Reputation: 958
Imagine I have this 4 data frames:
abc_df
abc_ID . abc_classification
a . neutral
b . deletereous
c . benign
def_df
def_ID . def_classification
f . neutral
a . neutral
c . benign
ghi_df
ghi_ID . ghi_classification
f . deletereous
c . benign
k . neutral
vmk_df
vmk_ID . vmk_classification
c . benign
k . deletereous
a . neutral
As you can see, the columns "dfname_ID" and "dfname_classification" are not contiguous (the dots represent another columns in the data frame) and have not the same colnames. So, I would like to extract the common rows between all data frames for these 2 columns, using the index of the columns, and not their names.

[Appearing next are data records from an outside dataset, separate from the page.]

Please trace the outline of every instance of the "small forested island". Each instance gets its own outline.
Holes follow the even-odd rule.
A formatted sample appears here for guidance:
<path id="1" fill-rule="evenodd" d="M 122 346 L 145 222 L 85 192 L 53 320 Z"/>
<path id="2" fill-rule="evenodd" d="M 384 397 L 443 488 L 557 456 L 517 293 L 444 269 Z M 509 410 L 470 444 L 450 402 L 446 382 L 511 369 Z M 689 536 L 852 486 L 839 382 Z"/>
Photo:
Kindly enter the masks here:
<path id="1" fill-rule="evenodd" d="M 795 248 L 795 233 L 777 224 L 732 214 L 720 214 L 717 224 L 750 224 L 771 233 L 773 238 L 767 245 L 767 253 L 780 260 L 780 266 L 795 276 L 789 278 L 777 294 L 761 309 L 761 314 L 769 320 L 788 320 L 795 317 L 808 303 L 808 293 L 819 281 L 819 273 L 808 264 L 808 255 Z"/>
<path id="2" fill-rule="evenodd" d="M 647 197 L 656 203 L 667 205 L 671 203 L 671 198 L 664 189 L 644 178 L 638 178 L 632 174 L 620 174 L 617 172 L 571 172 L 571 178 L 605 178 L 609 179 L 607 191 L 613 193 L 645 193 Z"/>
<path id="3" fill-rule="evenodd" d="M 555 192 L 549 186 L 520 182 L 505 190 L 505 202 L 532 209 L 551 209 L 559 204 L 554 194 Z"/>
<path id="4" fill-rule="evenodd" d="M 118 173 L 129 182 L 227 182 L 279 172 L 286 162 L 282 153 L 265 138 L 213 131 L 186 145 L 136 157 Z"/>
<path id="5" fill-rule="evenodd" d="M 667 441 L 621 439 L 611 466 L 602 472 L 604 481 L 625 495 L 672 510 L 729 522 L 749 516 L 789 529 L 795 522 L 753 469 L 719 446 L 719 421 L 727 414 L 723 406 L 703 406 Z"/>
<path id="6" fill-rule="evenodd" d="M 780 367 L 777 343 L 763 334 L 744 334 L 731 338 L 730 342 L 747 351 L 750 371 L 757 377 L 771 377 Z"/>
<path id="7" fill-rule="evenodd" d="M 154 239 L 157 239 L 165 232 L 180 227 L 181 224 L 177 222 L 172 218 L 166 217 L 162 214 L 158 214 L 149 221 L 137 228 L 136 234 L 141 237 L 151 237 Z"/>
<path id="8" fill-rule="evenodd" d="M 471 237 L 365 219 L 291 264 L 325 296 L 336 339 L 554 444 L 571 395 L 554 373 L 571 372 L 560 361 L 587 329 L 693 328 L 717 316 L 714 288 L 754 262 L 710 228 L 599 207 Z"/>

The output should be this:
ID . classification
c . benign
I am trying to use intersect, lapply(mget(c('abc_df', 'def_df', 'ghi_df', 'vmk_df')))
, but I don't know how to specify the correct command. Do you know how can I solve this?
Upvotes: 1
Views: 264
Reputation: 46898
Might need to use purrr, so the conversion to character might not be necessary since intersect forces it to change:
library(purrr)
library(magrittr)
COLUMNS = c(1,2,3)
list(abc_df,def_df,ghi_df,vmk_df) %>%
map(~mutate_if(.x[,COLUMNS],is.factor, as.character)) %>%
map(~set_colnames(.x,c("id",".","classification"))) %>%
reduce(intersect)
id . classification
1 c . benign
Your data:
abc_df = structure(list(abc_ID = structure(1:3, .Label = c("a", "b", "c"
), class = "factor"), . = structure(c(1L, 1L, 1L), .Label = ".", class = "factor"),
abc_classification = structure(3:1, .Label = c("benign",
"deletereous", "neutral"), class = "factor")), class = "data.frame", row.names = c(NA, -3L))
def_df = structure(list(def_ID = structure(c(3L, 1L, 2L), .Label = c("a",
"c", "f"), class = "factor"), . = structure(c(1L, 1L, 1L), .Label = ".", class = "factor"),
def_classification = structure(c(2L, 2L, 1L), .Label = c("benign",
"neutral"), class = "factor")), class = "data.frame", row.names = c(NA, -3L))
ghi_df = structure(list(ghi_ID = structure(c(2L, 1L, 3L), .Label = c("c",
"f", "k"), class = "factor"), . = structure(c(1L, 1L, 1L), .Label = ".", class = "factor"),
ghi_classification = structure(c(2L, 1L, 3L), .Label = c("benign",
"deletereous", "neutral"), class = "factor")), class = "data.frame", row.names = c(NA, -3L))
vmk_df = structure(list(vmk_ID = structure(c(2L, 3L, 1L), .Label = c("a",
"c", "k"), class = "factor"), . = structure(c(1L, 1L, 1L), .Label = ".", class = "factor"),
vmk_classification = structure(1:3, .Label = c("benign",
"deletereous", "neutral"), class = "factor")), class = "data.frame", row.names = c(NA, -3L))
Upvotes: 1
Reputation: 1025
For the data you provided you could use:
library(dplyr)
abc_df %>%
rename(ID = abc_ID, classification = abc_classification) %>%
inner_join(def_df, by = c("ID" = "def_ID",
"classification" = "def_classification")) %>%
inner_join(ghi_df, by = c("ID" = "ghi_ID",
"classification" = "ghi_classification")) %>%
inner_join(jkl_df, by = c("ID" = "jkl_ID",
"classification" = "jkl_classification"))
Upvotes: 0